Historiador lança edição ampliada

Professor da UFG, o baiano de Alagoinhas Romualdo Pessoa Filho, 55 anos, radicado em Goiás há 40 anos, primeiro em Morrinhos e depois em Goiânia, relança Guerrilha do Araguaia – A Esquerda em Armas, numa edição revista e ampliada. Segundo ele, o conteúdo da primeira edição, publicada com 220 páginas pela Editora da UFG, em 1997, era sua dissertação de mestrado, defendida em 1995, fruto de pesquisas iniciadas em 1992 em torno do movimento guerrilheiro na região do Bico do Papagaio.

“Quando eu defendi a dissertação, era muito difícil obter depoimentos e encontrar documentos, mas mesmo assim a história oral das pessoas que viveram na região possibilitou um trabalho que foi referência como primeiro estudo acadêmico do assunto sobre a revolta de origem popular”, lembra o ex-militante do PCdoB e que já foi diretor da UNE.

Formado em História em 1988 pela UFG, Pessoa se interessou pela guerrilha depois de morar em Araguaína, onde lecionou no ano de 1989. “De lá até Xambioá são apenas 120 quilômetros e pude conviver com pessoas que estiveram ligadas ao conflito, cuja existência foi negada durante muito tempo”, diz. Na nova obra, de 340 páginas, o autor lembra que a Guerrilha do Araguaia foi encarada por anos como uma pequena revolta de terroristas e que demorou muito até que as execuções dos guerrilheiros pelas Forças Armadas fossem admitidas publicamente. Conforme o autor, a guerrilha começou a ser planejada em 1968, quando chegaram os primeiros combatentes no Norte Goiano, hoje Tocantins. O primeiro confronto da guerrilha ocorreu em abril de 1972 e o movimento armado durou até 1974.

“Com esta obra, eu quis mostrar a história da guerrilha e enfatizar que, se há democracia, não existe luta armada. O leitor verá como a falta de democracia é capaz de inibir a organização da sociedade para a participação do processo político e como era a perseguição a essas pessoas que confrontavam e exigiam direitos e melhorias de vida”, opina.

Segundo Pessoa, a nova edição da obra é enriquecida por documentos e relatos a que ele teve acesso depois que foi convidado, em 2009, para integrar um grupo de trabalho do Ministério da Defesa formado para investigar a história de guerrilheiros e realizar expedições a locais do conflito onde possam estar enterrados os corpos de desaparecidos. “Com isso, a obra surge com um olhar atual que também dá voz para populações que vivem na região dos conflitos, muitos camponeses e pessoas que de alguma forma tiveram suas vidas vinculadas à guerrilha”, acrescenta.

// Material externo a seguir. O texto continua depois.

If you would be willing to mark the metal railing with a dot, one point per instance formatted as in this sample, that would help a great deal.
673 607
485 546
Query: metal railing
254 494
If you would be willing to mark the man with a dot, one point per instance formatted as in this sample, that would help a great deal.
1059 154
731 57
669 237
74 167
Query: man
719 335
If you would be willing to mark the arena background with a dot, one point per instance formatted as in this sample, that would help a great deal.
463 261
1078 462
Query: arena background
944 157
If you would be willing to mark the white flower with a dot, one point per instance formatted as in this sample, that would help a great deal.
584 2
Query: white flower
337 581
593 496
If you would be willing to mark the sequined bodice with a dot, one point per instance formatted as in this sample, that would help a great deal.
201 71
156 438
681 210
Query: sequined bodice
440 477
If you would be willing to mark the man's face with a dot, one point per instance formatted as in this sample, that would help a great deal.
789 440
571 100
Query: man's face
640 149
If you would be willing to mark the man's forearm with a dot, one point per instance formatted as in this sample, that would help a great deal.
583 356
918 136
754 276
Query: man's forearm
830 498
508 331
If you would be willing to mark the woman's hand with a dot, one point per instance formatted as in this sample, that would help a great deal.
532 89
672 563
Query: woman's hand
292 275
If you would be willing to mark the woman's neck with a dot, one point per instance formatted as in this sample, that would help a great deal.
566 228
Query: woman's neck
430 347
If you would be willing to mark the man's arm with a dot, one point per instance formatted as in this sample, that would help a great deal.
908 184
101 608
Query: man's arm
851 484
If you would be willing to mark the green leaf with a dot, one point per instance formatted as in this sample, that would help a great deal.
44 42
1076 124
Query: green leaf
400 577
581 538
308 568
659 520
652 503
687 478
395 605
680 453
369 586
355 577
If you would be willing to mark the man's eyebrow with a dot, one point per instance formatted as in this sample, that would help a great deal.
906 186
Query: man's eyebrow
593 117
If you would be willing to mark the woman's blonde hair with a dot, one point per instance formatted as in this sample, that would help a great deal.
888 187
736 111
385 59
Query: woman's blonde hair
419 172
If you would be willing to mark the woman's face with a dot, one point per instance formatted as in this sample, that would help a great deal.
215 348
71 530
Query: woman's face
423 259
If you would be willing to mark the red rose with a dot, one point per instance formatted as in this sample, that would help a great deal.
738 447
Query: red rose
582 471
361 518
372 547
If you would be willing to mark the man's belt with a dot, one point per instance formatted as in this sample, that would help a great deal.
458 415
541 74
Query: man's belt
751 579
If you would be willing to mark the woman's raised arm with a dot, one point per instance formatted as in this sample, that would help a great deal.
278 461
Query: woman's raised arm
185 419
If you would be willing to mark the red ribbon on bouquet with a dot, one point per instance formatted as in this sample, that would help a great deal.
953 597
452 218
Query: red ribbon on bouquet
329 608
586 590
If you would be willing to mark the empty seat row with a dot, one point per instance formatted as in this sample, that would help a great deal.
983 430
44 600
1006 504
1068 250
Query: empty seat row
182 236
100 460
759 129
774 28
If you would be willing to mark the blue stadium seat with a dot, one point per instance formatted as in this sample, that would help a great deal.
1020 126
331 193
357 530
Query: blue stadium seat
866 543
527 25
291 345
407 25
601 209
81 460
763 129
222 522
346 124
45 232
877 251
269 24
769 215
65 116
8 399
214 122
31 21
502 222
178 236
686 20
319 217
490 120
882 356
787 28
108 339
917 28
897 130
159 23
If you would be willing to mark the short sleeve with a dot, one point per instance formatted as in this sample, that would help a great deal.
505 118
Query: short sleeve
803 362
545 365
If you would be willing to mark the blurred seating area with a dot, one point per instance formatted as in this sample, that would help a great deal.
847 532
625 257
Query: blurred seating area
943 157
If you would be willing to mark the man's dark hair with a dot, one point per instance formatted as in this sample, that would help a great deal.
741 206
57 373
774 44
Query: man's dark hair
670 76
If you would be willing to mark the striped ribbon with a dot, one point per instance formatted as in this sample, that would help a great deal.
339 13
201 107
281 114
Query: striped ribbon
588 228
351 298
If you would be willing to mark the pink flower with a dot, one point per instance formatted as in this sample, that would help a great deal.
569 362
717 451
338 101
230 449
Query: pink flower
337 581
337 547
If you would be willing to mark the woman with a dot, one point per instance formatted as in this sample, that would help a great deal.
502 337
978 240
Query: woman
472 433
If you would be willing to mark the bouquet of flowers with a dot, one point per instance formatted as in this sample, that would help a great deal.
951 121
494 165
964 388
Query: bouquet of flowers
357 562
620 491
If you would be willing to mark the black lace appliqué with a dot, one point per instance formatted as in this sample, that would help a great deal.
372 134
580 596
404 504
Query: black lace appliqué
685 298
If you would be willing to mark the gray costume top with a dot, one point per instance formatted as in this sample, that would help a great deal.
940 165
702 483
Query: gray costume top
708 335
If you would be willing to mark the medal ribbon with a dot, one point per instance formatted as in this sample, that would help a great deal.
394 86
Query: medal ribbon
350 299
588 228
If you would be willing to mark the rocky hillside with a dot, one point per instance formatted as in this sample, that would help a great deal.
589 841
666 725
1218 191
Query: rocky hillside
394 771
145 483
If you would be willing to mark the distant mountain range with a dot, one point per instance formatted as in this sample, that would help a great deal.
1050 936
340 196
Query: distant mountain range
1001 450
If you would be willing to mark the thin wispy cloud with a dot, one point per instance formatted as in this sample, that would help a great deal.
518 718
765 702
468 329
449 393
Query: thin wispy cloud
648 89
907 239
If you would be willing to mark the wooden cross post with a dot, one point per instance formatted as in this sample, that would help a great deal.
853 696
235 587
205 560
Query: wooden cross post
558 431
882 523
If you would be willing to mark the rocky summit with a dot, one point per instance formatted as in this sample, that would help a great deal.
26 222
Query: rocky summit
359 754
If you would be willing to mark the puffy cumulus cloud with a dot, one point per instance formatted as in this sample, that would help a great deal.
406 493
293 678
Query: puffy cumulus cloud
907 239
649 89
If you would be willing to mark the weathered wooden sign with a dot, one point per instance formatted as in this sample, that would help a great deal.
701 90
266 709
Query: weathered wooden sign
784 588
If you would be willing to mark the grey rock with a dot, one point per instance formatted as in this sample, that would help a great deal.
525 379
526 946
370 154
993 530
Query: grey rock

Um dos personagens desnudados na obra de Pessoa é Miqueias Gomes, o Zezinho do Araguaia, que tem 70 anos e hoje mora em Goiânia. “Ele é um dos poucos sobreviventes e recebeu treinamento na China. Este guerrilheiro era amigo do Divino Ferreira, morto depois de lutar na guerrilha.” Em seu livro, Romualdo Pessoa descreve o processo de localização e de identificação do corpos de guerrilheiros como a paulista Maria Lúcia Petit, morta na primeira fase do conflito, e do cearense Bergson Gurjão, ambos enterrados em um cemitério de Xambioá.

LENTIDÃO

“O processo para localizar corpos é muito lento e ganhou aceleração somente quando a juíza Solange Salgado obrigou o Estado a dar resposta aos familiares sobre o paradeiro de corpos das vítimas. Isso seria possível se o Estado tivesse preservado seus arquivos, mas tudo ainda é muito lento e vários corpos estão em Brasília à espera de identificação”, diz o historiador.

Outro personagem retratado no livro é o major Curió (Sebastião de Moura), acusado de ser um dos principais perseguidores e torturadores dos guerrilheiros. “Ele foi prefeito, deputado federal, interventor em Serra Pelada e até deu nome a uma cidade: Curionópolis”, lembra o historiador. Sobre a condenação do ex-deputado federal José Genoíno, que lutou na guerrilha, no processo do mensalão, Pessoa faz a seguinte avaliação: “O que ele fez não deixa de ser crime, mas não utilizou dinheiro público para enriquecimento pessoal. Sua atuação condenável, por ele ter dado aval ao esquema de transação de dinheiro público para bancar apoio, é decorrente de um sistema eleitoral deficiente. Acho que vários outros precisavam ser punidos.”